The Apache Iceberg Table Format
The Apache Iceberg table format is the foundational specification that defines how an Iceberg table is physically laid out on storage. Understanding this format is essential for anyone building on or operating an Iceberg lakehouse — it explains why Iceberg delivers reliable ACID semantics, high query performance, and safe concurrent writes without requiring a centralized lock manager.
The table format is divided into three distinct layers: the data layer, the metadata layer, and the catalog layer.
The Three Layers
Layer 1: Data Layer (Data Files)
The actual table data is stored as immutable columnar data files — typically Apache Parquet, though ORC and Avro are also supported. These files live in object storage (S3, ADLS, GCS) organized into directories, but Iceberg does not rely on directory structure for correctness. File locations are tracked entirely through metadata.
Key properties:
- Files are immutable — Iceberg never modifies data in place
- Each file contains column statistics (min/max values, null counts) used for data skipping
- Files can include delete files (positional or equality) for row-level deletes without rewriting data
Layer 2: Metadata Layer
Above the data layer sits Iceberg’s rich metadata layer, which is the key innovation enabling all of Iceberg’s reliability guarantees.
Manifest Files: Each manifest file tracks a subset of the table’s data files. It records each file’s location, partition values, record counts, and column-level statistics. Manifests are themselves immutable files.
Manifest List (Snapshot file): Each snapshot of the table has a manifest list — a file that lists all the manifest files that make up the snapshot. This is the entry point for reading any historical version of the table.
Table Metadata File: The top-level metadata JSON file (metadata.json) tracks the complete history of the table: all past snapshots, all past schemas, all past partition specs, sort orders, and a pointer to the current snapshot.
Layer 3: Catalog Layer
The catalog stores only one piece of information per table: the current metadata file location. When an engine opens an Iceberg table, it asks the catalog for the metadata file pointer, then traverses the metadata → manifest list → manifests → data files chain entirely from object storage.
The catalog can be implemented many ways: as entries in a relational database (Hive Metastore), as a REST API (Iceberg REST Catalog), or as a versioned commit store (Project Nessie).
How a Read Works
- Engine queries the catalog for the table’s current metadata file location.
- Engine reads the metadata JSON to find the current snapshot.
- Engine reads the manifest list to find which manifest files are relevant (using partition pruning).
- Engine reads relevant manifests to find which data files to scan (using column statistics for data skipping).
- Engine reads only the necessary data files.

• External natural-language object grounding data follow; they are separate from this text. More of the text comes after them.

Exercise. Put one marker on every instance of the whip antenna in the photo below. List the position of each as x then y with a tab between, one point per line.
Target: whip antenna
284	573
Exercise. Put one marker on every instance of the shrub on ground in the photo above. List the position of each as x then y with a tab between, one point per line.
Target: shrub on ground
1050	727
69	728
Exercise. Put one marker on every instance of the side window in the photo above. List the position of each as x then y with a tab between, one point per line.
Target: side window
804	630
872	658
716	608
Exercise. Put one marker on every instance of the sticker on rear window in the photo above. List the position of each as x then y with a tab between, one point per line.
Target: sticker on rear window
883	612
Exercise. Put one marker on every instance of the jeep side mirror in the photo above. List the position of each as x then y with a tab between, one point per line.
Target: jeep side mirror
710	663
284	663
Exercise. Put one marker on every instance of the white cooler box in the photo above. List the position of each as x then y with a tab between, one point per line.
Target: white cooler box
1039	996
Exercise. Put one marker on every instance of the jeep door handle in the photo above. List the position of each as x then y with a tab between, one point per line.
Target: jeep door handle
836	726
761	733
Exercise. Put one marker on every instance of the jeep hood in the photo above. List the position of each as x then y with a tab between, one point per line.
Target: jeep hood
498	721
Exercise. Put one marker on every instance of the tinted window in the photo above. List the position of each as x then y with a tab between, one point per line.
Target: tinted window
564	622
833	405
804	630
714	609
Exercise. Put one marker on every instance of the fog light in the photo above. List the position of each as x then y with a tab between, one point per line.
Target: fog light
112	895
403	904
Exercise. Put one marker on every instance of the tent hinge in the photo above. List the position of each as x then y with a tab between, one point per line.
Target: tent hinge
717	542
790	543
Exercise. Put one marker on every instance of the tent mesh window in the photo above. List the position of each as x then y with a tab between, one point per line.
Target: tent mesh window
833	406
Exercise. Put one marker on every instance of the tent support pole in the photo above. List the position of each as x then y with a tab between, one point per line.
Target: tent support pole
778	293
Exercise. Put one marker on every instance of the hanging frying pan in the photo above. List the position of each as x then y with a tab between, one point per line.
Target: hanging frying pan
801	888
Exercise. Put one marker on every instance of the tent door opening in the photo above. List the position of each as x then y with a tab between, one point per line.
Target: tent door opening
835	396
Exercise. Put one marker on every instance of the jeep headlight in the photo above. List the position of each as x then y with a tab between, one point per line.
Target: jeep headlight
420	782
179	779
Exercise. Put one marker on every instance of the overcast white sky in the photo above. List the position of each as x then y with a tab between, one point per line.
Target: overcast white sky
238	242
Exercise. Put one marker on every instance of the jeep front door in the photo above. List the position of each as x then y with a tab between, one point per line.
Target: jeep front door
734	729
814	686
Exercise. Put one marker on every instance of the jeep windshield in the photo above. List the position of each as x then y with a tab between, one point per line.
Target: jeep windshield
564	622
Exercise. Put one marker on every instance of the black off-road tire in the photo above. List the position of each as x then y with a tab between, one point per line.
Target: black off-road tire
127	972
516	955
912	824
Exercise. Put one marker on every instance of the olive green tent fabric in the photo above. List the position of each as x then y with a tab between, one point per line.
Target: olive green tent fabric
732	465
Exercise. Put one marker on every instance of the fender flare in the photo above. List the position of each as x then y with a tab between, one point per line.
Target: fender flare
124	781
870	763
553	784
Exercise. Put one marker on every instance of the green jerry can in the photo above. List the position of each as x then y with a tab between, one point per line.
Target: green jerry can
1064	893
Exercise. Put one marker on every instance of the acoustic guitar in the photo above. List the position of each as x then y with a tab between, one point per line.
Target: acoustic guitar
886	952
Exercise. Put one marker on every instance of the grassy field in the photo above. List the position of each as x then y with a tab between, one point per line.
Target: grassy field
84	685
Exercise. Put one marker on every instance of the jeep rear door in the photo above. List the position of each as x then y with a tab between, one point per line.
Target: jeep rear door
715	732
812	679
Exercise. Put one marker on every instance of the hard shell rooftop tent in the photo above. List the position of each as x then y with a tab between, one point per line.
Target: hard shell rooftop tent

This multi-level metadata structure means Iceberg can skip irrelevant files before even opening them, enabling sub-second query planning on petabyte-scale tables.
How a Write Works (Atomic Commit)
- Writer creates new data files in object storage.
- Writer creates a new manifest file listing the new data files.
- Writer creates a new snapshot with a new manifest list.
- Writer creates a new table metadata file pointing to the new snapshot.
- Writer atomically commits the new metadata file pointer to the catalog using a compare-and-swap operation.
If two writers try to commit concurrently, only one succeeds — the other retries. This optimistic concurrency control provides ACID guarantees without distributed locks.
Iceberg Spec Versions
The Iceberg format has two major specification versions:
- Spec v1: Original format, broadly supported by all engines.
- Spec v2: Added row-level deletes (delete files), required-field tracking, and improved partition evolution support. All modern engines support v2.
Why the Format Matters for Performance
The Iceberg table format is what enables performance features that were impossible with Hive-style tables:
- Partition pruning without directory listing: Partition values are in manifest files, not inferred from directory names. No
LISTAPI calls needed. - Data skipping: Column min/max statistics in manifests allow engines to skip entire files without opening them.
- Predicate pushdown: Statistics enable filtering at the metadata level before data is read.
- Incremental processing: The snapshot diff API (
added_files,deleted_filesbetween snapshots) enables efficient streaming ingestion without full table scans.